Definition of

Investment funds

Saving

An investment fund is a savings instrument.

Investment funds are savings instruments . It is a heritage that is formed with the contributions of a group of people who invest their capital in search of profitability. What the fund does is gather the money contributed by all the participants, so that an entity is responsible for its management and administration .

The funds usually diversify investments , so that they are allocated to monetary assets, stocks, bonds and other financial instruments. In this way, the capital of the participants is more protected.

Operation of an investment fund

The operation of an investment fund can be understood as follows. Each person's savings are allocated to the fund, creating a large common heritage . Given the size of this asset, savers achieve negotiating power that would be impossible to obtain if each individual invested on their own.

Specialists recognize several advantages of investment funds. They generally do not require large amounts of money to enter. On the other hand, they are well regulated and their subscriptions are easy to buy and sell. Finally, investment funds are professionally managed, which is an advantage for savers who do not have great knowledge of finances .

Regarding the history of the funds, their most distant origin dates back to the 17th century , with the administratie kantooren in Holland . Of course, these mechanisms were very different from the current ones. It was not until 1957 that the first investment fund as we know it today appeared.

Money

An investment fund can operate in bonds, stocks, monetary assets and other financial instruments.

Classification according to type

There are various types of investment funds, which respond to the regulations in force in the legislature of each country.

The Free Investment Fund (FIL) and the Free Investment Fund Fund (FFIL) are known as the Spanish version of Hedge Funds and can be clearly differentiated from the rest of the more traditional funds because they provide greater flexibility to clients, especially Regarding indebtedness, periodicity in the calculation of the liquidation value and commissions . The latter, in addition, are funds in which the assets of other free investment funds are invested.

The Real Estate Investment Fund (FII) is characterized by being prepared to receive investments in different properties, from homes and garages to industrial structures, from which a return is obtained by renting or reselling them.
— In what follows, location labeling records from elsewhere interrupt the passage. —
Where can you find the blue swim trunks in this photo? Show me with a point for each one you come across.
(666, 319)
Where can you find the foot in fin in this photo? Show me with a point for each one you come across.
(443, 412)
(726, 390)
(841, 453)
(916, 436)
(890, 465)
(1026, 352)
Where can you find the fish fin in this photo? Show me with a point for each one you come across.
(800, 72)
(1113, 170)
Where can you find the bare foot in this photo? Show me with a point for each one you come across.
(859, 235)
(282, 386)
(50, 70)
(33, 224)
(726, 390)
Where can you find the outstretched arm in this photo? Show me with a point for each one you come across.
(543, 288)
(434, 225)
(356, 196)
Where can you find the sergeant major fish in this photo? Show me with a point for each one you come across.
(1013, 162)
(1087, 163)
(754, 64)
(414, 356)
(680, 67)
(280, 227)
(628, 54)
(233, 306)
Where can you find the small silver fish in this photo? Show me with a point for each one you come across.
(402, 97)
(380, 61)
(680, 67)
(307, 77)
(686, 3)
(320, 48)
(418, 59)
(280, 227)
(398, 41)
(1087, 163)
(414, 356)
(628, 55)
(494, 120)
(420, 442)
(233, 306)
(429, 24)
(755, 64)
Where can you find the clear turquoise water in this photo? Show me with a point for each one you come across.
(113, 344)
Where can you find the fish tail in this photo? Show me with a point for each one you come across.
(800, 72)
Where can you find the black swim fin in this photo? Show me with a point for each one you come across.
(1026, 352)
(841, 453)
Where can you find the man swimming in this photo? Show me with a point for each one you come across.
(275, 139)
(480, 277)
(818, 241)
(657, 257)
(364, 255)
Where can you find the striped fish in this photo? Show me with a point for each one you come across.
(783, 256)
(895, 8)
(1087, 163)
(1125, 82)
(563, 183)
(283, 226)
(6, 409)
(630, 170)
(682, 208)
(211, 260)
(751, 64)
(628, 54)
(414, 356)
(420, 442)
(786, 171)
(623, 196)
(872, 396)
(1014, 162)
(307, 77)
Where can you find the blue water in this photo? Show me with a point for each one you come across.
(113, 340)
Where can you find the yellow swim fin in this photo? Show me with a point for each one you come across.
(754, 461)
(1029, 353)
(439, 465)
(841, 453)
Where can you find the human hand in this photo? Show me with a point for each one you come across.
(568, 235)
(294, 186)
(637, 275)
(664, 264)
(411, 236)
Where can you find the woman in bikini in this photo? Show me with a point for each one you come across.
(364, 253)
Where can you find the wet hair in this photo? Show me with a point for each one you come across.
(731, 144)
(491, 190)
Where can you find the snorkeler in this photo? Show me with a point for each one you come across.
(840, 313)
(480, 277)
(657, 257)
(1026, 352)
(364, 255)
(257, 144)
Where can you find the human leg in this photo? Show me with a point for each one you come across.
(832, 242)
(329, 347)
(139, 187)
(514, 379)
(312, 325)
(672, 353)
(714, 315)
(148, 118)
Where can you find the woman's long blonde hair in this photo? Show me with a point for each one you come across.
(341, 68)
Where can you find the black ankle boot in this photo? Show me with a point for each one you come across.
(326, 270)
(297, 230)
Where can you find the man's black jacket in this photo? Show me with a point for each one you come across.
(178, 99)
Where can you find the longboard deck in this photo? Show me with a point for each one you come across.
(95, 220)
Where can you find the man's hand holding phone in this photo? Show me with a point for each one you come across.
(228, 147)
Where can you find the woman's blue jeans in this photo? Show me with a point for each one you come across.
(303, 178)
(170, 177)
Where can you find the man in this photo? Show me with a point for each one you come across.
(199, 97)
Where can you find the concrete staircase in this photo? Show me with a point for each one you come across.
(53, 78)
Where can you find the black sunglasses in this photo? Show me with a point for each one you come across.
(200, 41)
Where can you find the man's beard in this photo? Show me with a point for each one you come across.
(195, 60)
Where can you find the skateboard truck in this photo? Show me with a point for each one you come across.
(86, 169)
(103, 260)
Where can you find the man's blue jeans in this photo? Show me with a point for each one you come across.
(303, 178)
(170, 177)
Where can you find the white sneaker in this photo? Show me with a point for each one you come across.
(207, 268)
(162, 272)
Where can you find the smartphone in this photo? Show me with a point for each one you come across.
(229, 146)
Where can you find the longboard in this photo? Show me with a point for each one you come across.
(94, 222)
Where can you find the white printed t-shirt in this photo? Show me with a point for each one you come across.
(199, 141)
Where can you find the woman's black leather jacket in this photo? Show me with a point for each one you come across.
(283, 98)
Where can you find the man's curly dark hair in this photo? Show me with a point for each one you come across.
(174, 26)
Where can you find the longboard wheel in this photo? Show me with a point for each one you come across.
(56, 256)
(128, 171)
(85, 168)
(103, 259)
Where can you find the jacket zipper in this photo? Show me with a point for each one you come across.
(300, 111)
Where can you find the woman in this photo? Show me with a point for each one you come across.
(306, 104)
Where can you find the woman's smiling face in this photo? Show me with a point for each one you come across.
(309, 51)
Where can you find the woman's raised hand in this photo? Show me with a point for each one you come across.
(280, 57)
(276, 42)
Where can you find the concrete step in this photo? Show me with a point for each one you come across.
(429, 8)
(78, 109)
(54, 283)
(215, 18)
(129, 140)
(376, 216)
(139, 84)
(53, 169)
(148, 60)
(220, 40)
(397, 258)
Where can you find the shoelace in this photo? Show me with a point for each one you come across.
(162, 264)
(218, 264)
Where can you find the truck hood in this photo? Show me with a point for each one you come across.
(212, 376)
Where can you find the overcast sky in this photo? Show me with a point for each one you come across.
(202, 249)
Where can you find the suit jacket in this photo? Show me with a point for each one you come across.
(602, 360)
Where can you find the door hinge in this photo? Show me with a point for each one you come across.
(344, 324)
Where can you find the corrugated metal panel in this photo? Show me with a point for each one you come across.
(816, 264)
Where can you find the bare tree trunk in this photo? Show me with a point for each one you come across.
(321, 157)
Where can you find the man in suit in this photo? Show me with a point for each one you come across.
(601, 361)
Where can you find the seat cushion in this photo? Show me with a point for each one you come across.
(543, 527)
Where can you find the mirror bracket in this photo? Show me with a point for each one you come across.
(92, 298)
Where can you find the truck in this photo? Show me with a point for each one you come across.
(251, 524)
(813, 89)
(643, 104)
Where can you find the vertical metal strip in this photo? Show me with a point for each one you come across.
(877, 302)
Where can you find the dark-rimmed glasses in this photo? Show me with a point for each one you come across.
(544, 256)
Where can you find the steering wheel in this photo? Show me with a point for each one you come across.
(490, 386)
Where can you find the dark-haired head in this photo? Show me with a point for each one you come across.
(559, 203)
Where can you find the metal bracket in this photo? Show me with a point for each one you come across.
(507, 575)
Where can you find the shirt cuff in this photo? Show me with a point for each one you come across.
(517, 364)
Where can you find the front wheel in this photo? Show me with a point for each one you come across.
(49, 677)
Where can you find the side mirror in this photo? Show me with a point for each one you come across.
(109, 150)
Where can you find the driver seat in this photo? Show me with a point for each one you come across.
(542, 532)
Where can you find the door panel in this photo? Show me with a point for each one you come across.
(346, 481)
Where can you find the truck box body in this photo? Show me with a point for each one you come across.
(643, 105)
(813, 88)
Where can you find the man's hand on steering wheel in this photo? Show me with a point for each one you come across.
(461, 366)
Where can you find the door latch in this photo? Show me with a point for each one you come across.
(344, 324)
There is also a type of foreign funds known as Variable Capital Investment Company (SICAV), in which investments can be made in shares valued in another currency than the national currency. It works in a similar way to traditional investment funds and has taxation similar to theirs.

The investment fund portfolio

It is necessary to clarify that when purchasing an investment fund you are purchasing a minimum part of a portfolio , that is, participating in a common fund in which said subject has a net asset value , which is proportional to the money invested in it. himself.
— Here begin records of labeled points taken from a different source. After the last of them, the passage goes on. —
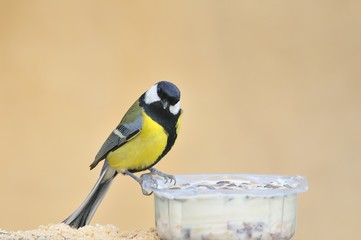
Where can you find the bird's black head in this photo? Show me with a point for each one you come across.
(165, 93)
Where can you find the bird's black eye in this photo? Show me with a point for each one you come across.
(160, 92)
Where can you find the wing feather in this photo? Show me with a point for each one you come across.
(128, 128)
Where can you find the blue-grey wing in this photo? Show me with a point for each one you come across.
(119, 136)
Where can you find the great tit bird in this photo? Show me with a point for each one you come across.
(143, 137)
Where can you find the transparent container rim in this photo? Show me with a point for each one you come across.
(299, 184)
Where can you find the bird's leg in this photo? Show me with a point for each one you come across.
(167, 177)
(146, 181)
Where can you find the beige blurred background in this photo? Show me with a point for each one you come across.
(269, 87)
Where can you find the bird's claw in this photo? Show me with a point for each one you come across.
(167, 177)
(147, 182)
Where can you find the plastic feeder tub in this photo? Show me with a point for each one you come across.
(228, 206)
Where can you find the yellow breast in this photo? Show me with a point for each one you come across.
(141, 151)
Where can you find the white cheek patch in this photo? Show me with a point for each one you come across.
(151, 95)
(118, 133)
(174, 109)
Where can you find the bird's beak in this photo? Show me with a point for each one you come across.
(165, 103)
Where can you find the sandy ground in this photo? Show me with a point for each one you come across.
(63, 231)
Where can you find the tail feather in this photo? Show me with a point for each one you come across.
(83, 215)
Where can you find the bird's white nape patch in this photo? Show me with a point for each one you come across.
(174, 109)
(118, 133)
(151, 95)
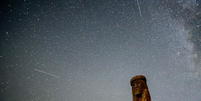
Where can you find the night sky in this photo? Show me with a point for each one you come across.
(88, 50)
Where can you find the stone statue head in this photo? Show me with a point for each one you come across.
(139, 88)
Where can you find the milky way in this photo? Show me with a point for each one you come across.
(89, 50)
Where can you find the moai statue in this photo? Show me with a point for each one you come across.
(139, 88)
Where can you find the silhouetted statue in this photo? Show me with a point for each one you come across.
(139, 88)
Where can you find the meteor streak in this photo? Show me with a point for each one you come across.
(139, 8)
(46, 73)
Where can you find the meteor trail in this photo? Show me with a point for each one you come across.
(46, 73)
(139, 8)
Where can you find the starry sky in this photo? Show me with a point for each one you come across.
(88, 50)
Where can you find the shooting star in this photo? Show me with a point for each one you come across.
(139, 8)
(46, 73)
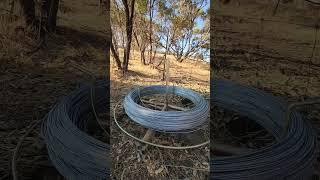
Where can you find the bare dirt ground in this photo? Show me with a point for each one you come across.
(32, 84)
(278, 54)
(132, 160)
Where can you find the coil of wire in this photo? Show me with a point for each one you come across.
(75, 154)
(290, 157)
(166, 120)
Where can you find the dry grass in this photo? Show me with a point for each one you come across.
(30, 85)
(270, 55)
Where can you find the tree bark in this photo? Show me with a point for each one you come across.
(116, 57)
(28, 8)
(129, 28)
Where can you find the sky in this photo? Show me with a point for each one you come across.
(199, 24)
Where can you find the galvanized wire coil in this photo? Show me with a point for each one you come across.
(75, 154)
(290, 157)
(166, 120)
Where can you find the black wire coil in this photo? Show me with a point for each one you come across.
(290, 157)
(75, 154)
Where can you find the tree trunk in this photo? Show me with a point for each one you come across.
(143, 57)
(49, 14)
(52, 15)
(109, 32)
(28, 8)
(129, 27)
(116, 57)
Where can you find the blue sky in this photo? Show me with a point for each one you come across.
(199, 24)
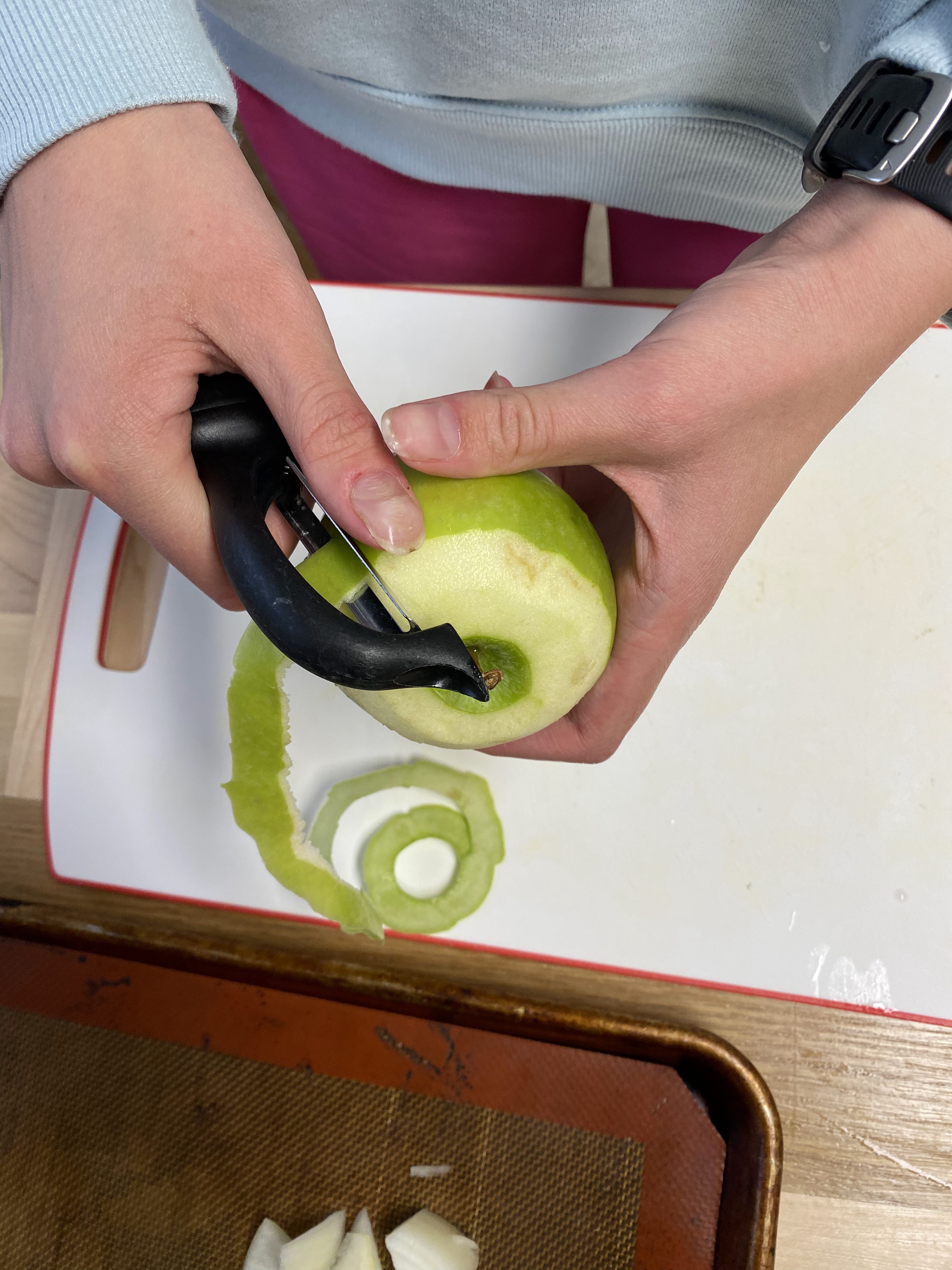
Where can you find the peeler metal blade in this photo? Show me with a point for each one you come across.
(246, 465)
How it works is like this. The managing entity of said fund receives money from investors and invests it in shares that it considers profitable (respecting, of course, the wishes of each investor); The total investments received will consist of the total value of the assets .

For example, if an individual invests 1,000 euros in a European fund whose assets reach 10,000,000 euros, divided into shares of various companies such as Royal Dutch (10%), Société Générale (8%) and Telefónica (5%), said Investment will be divided among them in proportion to what they own. In this way the investor will have in shares : 100 euros in Royal Dutch, 80 euros in Société Générale and 50 euros in Telefónica.